“Yeah, and with that funeral face Devlin gets away with it. When the whole business is over he collects the insurance.”

“Gee whiz!” Skippy murmured. “It’s awful!

“Yeah, don’t think I liked it when he told me!” Frost said, on the defensive. “But he told me I wouldn’t have to do no part of that. He said all I had to do was the details like he called it. So what could I do when he had told me all that and asked me to come in on it with him? He’d have put me on the spot for what I knew about him if I didn’t. Besides, he said it was goin’ to be safe and that he’d worked it out so’s we couldn’t get caught.”

“Why didn’t you stay in Pittsburgh?” Skippy asked suddenly. “You wanted to, I betcha.”

“Sure, I did. But he’da found me—if it was years he’d find me so I thought I’d better come back.”

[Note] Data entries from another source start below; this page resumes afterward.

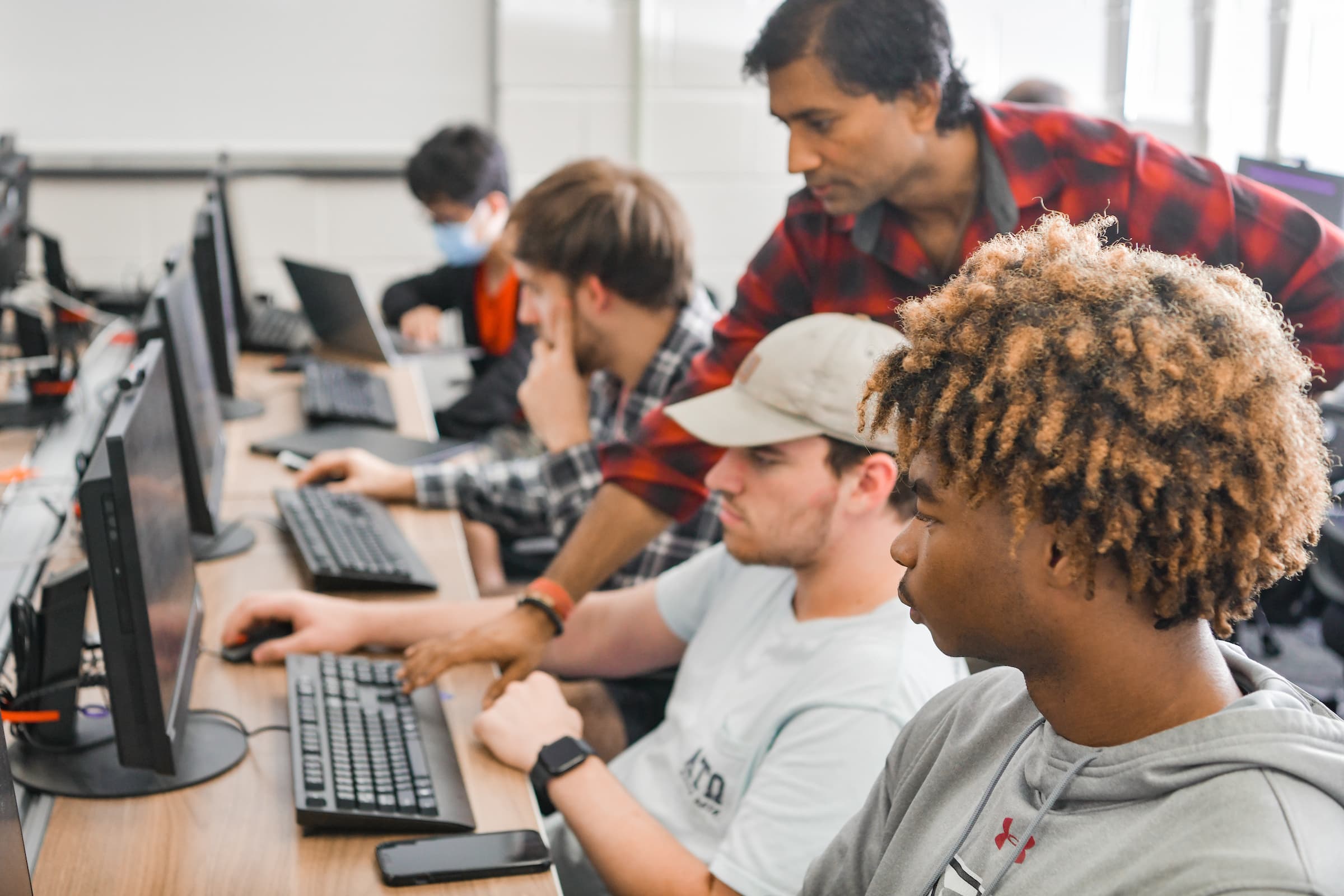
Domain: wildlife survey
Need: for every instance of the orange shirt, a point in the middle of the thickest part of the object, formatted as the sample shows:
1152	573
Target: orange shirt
496	312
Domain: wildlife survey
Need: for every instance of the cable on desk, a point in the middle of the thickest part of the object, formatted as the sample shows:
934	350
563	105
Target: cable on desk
239	723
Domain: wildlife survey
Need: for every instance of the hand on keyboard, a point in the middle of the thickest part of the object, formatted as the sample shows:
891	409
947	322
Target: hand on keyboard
361	472
320	624
515	641
421	324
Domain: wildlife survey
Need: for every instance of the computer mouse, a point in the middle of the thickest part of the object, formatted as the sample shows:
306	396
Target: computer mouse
257	634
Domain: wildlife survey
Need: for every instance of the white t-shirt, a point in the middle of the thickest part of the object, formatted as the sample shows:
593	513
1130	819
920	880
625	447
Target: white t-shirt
776	729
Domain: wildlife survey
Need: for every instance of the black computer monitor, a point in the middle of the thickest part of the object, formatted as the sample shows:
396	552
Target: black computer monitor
1322	193
239	292
176	319
133	500
210	257
15	182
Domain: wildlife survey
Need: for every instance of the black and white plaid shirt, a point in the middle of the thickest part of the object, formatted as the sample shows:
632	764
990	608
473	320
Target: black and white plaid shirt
546	494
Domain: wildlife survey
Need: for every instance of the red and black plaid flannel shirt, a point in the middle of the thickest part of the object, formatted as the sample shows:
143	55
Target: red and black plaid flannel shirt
1037	160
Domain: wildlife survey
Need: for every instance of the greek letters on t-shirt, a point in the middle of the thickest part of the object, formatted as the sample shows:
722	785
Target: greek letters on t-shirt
703	783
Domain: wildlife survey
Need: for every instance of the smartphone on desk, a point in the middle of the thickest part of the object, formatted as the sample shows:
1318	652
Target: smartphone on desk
436	860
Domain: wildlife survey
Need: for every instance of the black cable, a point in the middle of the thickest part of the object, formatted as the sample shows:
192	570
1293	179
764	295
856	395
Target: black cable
257	731
239	723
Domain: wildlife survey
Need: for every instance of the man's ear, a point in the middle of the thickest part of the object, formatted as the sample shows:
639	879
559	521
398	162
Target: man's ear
877	480
592	296
496	200
925	102
1061	567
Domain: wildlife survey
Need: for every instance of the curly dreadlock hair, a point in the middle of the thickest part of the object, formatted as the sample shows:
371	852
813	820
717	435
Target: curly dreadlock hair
1151	408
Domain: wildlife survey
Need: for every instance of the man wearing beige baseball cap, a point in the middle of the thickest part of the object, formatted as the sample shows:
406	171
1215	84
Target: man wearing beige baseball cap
797	664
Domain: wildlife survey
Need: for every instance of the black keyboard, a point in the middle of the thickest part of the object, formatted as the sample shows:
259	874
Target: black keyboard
366	755
343	394
276	329
350	543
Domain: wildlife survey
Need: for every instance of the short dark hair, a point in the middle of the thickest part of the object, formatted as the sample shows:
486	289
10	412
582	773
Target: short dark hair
463	164
1038	92
844	456
613	222
881	48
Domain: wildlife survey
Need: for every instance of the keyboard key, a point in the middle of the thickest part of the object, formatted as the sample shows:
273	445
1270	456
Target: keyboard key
416	753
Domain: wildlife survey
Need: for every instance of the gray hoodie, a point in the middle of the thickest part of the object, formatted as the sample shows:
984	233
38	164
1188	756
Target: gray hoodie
980	796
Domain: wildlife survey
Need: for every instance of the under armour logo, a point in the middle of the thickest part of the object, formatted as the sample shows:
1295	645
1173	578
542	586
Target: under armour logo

“You can go back to Pittsburgh tonight if you help us get away. You can start back now—the coupe’s out in the barn, ain’t it?”

“Yeah, but he might...” Frost began.

“Tell him you took us out for the air an’ we beat it.”

Nickie was aroused, jubilant at the new turn of events. “Yeah, an’ say, Frost, tell him you chased us down in the woods where the bog gets tough, but that we give you the slip there, hah?”

“That’s the stunt, Mister Frost. And tell him you’ll hunt us on one side while he hunts on the other. Then, when he’s gone, you beat it fast, ’cause we’ll have the cops in here after him by that time. He can’t chase you to Pittsburgh when he’s in jail, can he?”